FIBIG “We aren’t just dealing with election results in the United States. They are also in France and Germany” in 2017. “There are [vacillating] raw material prices.”

JONES “The world’s not becoming a safer place.” Threats of terrorism “are a topic with our customers every day. And it’s getting more expensive to try to guard against them.”


2. GOVERNING AFTER THE ELECTIONS

CEOs are concerned about the nation’s hangover from the 2016 campaigns, as well as the state of regulation.

KLOCK “The elections were really about attacking, not ultimately about agendas that will truly be relative to business. So as people are unsure of the broad impact of this election, [CEOs] will go into a hold mode until we get a sense of where we’re headed.”

MURPHY “There’s more government and global uncertainty, which will increase potential regulation—and that will be bad for business.”

MONSON “The single biggest concern I have about my company and my business and franchising in general is government over-reach.”

POLK “The government could do its part to create incentives for companies to invest. But we’re not counting on material changes there in 2017.”

MIKE MURPHY “I’m concerned about uncertainty that was created by the elections, not only for president but also the House and the Senate, and continued uncertainty related to the Affordable Care Act.”
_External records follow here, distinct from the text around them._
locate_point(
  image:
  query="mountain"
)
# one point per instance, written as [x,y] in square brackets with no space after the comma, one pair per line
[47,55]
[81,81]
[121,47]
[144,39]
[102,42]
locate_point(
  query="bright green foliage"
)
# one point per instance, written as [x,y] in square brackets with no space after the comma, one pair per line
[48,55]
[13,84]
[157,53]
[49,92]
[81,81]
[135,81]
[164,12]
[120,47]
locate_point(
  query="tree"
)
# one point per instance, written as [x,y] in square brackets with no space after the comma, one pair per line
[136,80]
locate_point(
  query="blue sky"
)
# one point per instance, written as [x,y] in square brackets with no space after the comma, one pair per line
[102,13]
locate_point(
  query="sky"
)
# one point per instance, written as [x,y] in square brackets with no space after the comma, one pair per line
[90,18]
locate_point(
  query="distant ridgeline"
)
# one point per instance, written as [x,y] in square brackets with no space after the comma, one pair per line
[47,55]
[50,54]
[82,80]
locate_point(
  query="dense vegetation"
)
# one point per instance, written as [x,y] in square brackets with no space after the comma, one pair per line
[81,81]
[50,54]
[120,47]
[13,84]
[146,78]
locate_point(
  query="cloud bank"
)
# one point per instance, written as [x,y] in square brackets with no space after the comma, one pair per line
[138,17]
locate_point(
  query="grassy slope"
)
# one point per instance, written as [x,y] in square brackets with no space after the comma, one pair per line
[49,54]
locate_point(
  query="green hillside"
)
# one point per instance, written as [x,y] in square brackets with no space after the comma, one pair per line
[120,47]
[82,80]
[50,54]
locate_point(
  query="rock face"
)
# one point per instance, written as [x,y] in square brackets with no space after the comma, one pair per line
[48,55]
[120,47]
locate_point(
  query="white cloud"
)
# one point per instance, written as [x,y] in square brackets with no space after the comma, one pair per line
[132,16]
ROGERS “I’m not sure we put our finger up in the air and say that one political thing or another is going to dramatically change the environment we work in.”


3. GRASPING FOR GOOD LEVERS

Whether it’s capital spending, digital innovation or talent recruitment, business leaders are seeking new paths to growth.

PENSKE “We’re investing $200 million this year in capital expenditures throughout the world, and that’s twice our depreciation.”

DOUGHTIE “There’s never been a time when investing in the business has been more important. The topic that comes up most within our own organization and in talking with clients is the need to continue to innovate, to deal with new technologies to improve their business models.”

RIZAI “Innovation is going to be better for business as they optimize technology. When the tide rises, all boats rise with it.”

CLARKE MURPHY “We find that corporate boardrooms are confident in investing in people and in their businesses; our pipeline is the best it’s ever been in the U.S. But everyone is cautious.”

JONES “Higher wages we pay are driving our customers to look at using more technology to try to find ways to offset labor costs,” such as doing more remote monitoring and hiring fewer patrol personnel.

BLACK “Mobile will continue to be a huge growth driver.”

SHAWE “The gig economy is powering our growth as we work with 20,000 contractors as part of our own ecosystem, increasingly linking them together through training and the use of technology.”


4. GAUGING THE GLOBAL ECONOMY

Brexit’s mainly a yawn, but CEOs aren’t counting on overseas to bail their companies out of slow-growth mode.

KELSEY “China is not as strong as it was. And with Brexit, there are too many people with no clue about it. There’s some uncertainty, but it’s settling down now.”

RODRIGUEZ “Regardless of world occurrences—whether it’s Zika or terrorist activity—the luxury sector feels that it’s still their right to travel. And so we’re bullish on them for 2017.”

SHAWE “I’m not concerned about Brexit: Switzerland has never been in the EU, and not every company is going to move its offices to Amsterdam. The UK already had its own immigration policies and currency.”

RIZAI “Europe is going to do well, and the UK will do well in the long term,” after Brexit.

FIBIG “China’s GDP is still growing 6 to 6.5 percent a year, which is still more than Europe and the U.S. And a hot area for us is Africa and the Middle East, with good double-digit growth rates despite all the political turmoil.”

POLK “You have to be prepared to ride the rollercoaster if you want to access double-digit growth, like the Brazil experience, Venezuela now, Turkey in 2005 or Argentina in 2002. You have to absorb those hits.”

ROGERS “I don’t think we’ll see one particular region breaking out dramatically disproportionate to anywhere else, like we saw in the past with Brazil and China. We’ll see more of a reversion to mean, and the mean being a little bit lower.”